Ando’s buildings are designed with an emphasis on ‘activating and inheriting’ the beautiful landscape of the Seto Inland Sea.
It seems to work.
The museum houses a permanent collection of works by Monet, a site specific space containing 27wooden sculptures applied with gold leaf by Walter De Maria, and three light installations by James Turrell.
The museum is undoubtedly stunning, but a slight aura of intimidation is uncomfortable and seems quite unnecessary. The young female white-coated museum staff resemble assistants in a Swiss tuberculosis clinic, and follow visitors around making sure none of the numerous, signposted rules are disobeyed. They take their jobs seriously to the point of ‘Moonie-like’ devotion.
The ‘no-no’ rules include not touching the displays (fair enough), no photography, eating, drinking or use of cell phones, no pens, no bags or personal effects and ‘any other instructions provided by staff’. Visitors are also asked to speak in hushed tones ‘to maintain a quiet environment’. Far too stressful for TheEye‘s pleasure..
A guarded gate before you even get to the entrance of the museum building is the point where photography is forbidden.
One nice ‘human’ touch is the water lily pond outside which compliment’s Monet’s paintings, and yes, you ARE allowed to take photos.
Tadao Ando is Japan’s most famous living architect. Visiting Naoshima and his buildings is an almost religious pilgrimage for architects, art lovers and students. Even making the journey which involves at least two trains, bus and ferry is a bit like the trek to Mecca.
LEE UFAN MUSEUM
The building and landscaping in a valley surrounded by sea and mountains is sublime. TheEye was less moved by Lee Ufan‘s art which seems to owe quite a lot to artists such as Carl Andre, Richard Serra to name but two and strange the entire museum is devoted to him – must be a good reason?

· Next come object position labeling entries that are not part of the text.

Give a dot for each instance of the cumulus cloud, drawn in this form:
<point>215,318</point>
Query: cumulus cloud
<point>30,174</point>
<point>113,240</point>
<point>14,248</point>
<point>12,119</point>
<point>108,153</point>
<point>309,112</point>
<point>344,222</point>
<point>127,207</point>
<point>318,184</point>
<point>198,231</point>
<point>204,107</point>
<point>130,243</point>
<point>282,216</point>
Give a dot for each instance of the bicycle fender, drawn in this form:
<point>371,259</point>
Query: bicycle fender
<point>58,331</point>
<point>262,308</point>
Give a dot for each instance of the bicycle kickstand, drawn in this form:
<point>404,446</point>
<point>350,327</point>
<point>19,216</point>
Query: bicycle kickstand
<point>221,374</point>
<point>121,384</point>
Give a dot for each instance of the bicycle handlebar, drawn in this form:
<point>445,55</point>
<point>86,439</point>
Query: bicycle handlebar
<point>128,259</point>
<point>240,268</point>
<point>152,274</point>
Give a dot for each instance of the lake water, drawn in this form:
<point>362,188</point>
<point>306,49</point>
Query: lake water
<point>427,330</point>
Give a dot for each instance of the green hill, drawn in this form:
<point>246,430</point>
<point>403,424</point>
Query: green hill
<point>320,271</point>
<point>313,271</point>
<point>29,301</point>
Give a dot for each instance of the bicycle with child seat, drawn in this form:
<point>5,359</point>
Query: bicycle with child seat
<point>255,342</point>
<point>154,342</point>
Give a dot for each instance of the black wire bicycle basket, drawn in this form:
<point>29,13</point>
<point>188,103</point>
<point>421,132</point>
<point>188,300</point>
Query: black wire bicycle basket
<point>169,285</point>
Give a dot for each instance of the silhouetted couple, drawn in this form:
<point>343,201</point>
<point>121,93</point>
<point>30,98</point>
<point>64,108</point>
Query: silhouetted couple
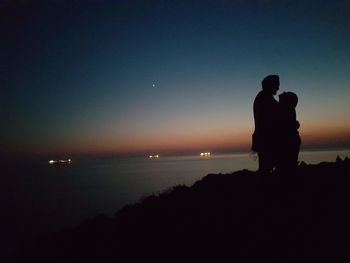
<point>276,138</point>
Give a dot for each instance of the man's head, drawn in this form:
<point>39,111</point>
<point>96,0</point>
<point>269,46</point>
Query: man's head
<point>271,84</point>
<point>288,99</point>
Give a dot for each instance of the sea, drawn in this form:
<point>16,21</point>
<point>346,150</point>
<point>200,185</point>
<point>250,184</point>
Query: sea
<point>40,198</point>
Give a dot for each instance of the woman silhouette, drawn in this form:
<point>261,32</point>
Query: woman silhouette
<point>288,136</point>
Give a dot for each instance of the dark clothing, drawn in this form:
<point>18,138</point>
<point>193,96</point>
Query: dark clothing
<point>264,138</point>
<point>288,140</point>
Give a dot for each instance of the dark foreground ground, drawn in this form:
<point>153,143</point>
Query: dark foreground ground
<point>238,217</point>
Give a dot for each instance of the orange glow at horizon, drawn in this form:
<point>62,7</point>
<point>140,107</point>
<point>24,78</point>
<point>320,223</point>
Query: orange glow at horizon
<point>318,135</point>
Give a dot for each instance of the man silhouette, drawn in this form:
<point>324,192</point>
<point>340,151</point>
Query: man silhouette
<point>265,110</point>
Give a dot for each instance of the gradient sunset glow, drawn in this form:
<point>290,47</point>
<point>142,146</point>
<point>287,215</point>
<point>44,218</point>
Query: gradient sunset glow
<point>135,77</point>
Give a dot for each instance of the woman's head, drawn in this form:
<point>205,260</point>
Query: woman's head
<point>288,99</point>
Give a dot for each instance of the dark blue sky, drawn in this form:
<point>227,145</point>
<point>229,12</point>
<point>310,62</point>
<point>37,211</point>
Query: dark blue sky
<point>128,76</point>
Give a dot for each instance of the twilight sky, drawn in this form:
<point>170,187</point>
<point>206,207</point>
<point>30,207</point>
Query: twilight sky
<point>166,76</point>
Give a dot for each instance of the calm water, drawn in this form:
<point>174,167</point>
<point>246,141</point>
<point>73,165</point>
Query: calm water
<point>40,198</point>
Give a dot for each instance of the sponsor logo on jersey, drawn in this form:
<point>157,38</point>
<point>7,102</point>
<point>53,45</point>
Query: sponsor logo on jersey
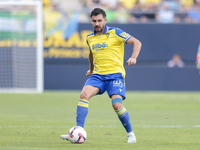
<point>117,83</point>
<point>125,35</point>
<point>99,46</point>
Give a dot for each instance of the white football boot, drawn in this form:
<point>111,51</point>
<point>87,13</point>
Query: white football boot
<point>131,138</point>
<point>65,137</point>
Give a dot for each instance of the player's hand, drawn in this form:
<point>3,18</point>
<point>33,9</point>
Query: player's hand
<point>89,73</point>
<point>131,61</point>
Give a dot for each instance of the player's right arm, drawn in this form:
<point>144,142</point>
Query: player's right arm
<point>89,72</point>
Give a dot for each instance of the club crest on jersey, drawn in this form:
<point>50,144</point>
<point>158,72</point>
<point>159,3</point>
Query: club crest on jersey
<point>117,83</point>
<point>99,46</point>
<point>125,35</point>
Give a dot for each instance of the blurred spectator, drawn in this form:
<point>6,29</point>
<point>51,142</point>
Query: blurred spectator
<point>110,4</point>
<point>198,58</point>
<point>121,15</point>
<point>194,14</point>
<point>181,15</point>
<point>187,3</point>
<point>176,62</point>
<point>91,4</point>
<point>173,4</point>
<point>129,4</point>
<point>165,15</point>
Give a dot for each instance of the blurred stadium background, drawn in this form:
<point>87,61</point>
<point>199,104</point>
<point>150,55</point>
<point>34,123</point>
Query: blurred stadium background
<point>165,27</point>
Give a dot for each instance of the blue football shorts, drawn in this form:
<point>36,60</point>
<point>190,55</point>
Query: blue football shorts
<point>112,83</point>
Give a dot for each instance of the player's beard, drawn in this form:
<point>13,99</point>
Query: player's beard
<point>100,30</point>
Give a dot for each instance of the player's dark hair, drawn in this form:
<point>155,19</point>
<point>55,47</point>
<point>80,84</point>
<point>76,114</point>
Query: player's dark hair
<point>98,11</point>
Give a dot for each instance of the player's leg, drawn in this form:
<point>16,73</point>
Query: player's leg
<point>82,108</point>
<point>116,90</point>
<point>83,103</point>
<point>123,117</point>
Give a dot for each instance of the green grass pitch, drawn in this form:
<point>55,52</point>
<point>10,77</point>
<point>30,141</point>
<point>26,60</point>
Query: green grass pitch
<point>160,120</point>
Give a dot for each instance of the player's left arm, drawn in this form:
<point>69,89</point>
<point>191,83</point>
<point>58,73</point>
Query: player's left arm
<point>136,50</point>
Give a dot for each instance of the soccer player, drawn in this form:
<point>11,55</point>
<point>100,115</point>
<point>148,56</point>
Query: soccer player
<point>198,58</point>
<point>107,72</point>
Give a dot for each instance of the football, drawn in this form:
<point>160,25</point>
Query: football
<point>77,135</point>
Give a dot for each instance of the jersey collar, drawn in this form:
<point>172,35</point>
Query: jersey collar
<point>105,30</point>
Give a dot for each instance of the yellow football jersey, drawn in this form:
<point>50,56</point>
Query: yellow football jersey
<point>108,50</point>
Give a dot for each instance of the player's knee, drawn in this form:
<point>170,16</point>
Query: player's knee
<point>84,95</point>
<point>117,106</point>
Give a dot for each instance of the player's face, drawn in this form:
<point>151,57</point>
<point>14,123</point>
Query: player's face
<point>98,23</point>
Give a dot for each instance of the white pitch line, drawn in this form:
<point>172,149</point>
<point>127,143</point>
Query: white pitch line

BENESSE HOUSE is both a museum and a hotel with about six rooms.
The exhibits on display in the museum from a permanent collection – mainly from the ’70s – many artists that featured in the collection of Doris and Charles Saatchi in the good old days, seeing them felt like a blast from the past for TheEye, who worked for them in the mid ’80s when the gallery in Boundary Road first opened.
Jonathan Borofsky, Jennifer Bartlett, George Segal, Andy Warhol, alongside Hockney, Richard Long, Hiroshi Sugimoto and many others. It had a rather déjà-vu feeling.
One of the privileges of staying in the Museum is being able to wander around until 11 pm unattended.
Another Benesse House hotel, Oval , has six rooms grouped around a central shallow pool over a rock surface, entirely open to the elements and it’s stunning, particularly at night. The disadvantage of staying at Oval is the inconvenience of only gaining access via a mono rail for which only residents are allowed a key.
In keeping with the overtly ‘rules and regulations to be observed at all times’ policy, those staying in the museum are allowed the key and can visit on Thursday, Friday and Saturday evenings between 9 and 11 pm. We did. Well worth it.
BEACH HOUSE is the largest and probably most relaxed of the hotels overlooking the sea and landscaped gardens, many brightly coloured Niki de Saint Phalle sculptures.
The iconic PUMPKIN is strategically positioned on a pier as a symbol to those approaching that Naoshima truly is an ‘art island’.
The Art House project was the most interesting of all for TheEye.
In Naoshima’s Honmura district, which holds a central political and religious role on the island from ‘Warring States Period’ to present times, houses built over 400 years ago were restored and transformed by artists into works of art. Such an imaginative idea.
Minamidera, named after a temple that once existed on the site has been re-constructed by Tadao Ando to house a ‘light experience’ by James Turrell. Visitors are led through a pitch black corridor into another space of complete darkness and after waiting patiently for nearly ten minutes light begins to emerge. It’s surreal.
HAISHA was once the home of a local dentist.
Artist Shiro Otake has turned it into a magical, mad fantasy house using re-cycled materials.
Resembling ‘the house that Jack built’, it was the most creative artwork TheEye has seen in a very long time and she would love Mr. Otake to design something as deliciously ramshackle and surprising for her to call home. Sadly the well ordered Mr Eye does not share her enthusiasm.
Naoshima is a great experience and great achievement. Art, architecture, landscape and nature in perfect harmony.
Back to TOKYO which took most of the day, but so much to reflect on….and YES even a glimpse of Mount Fuji as our express train roared along.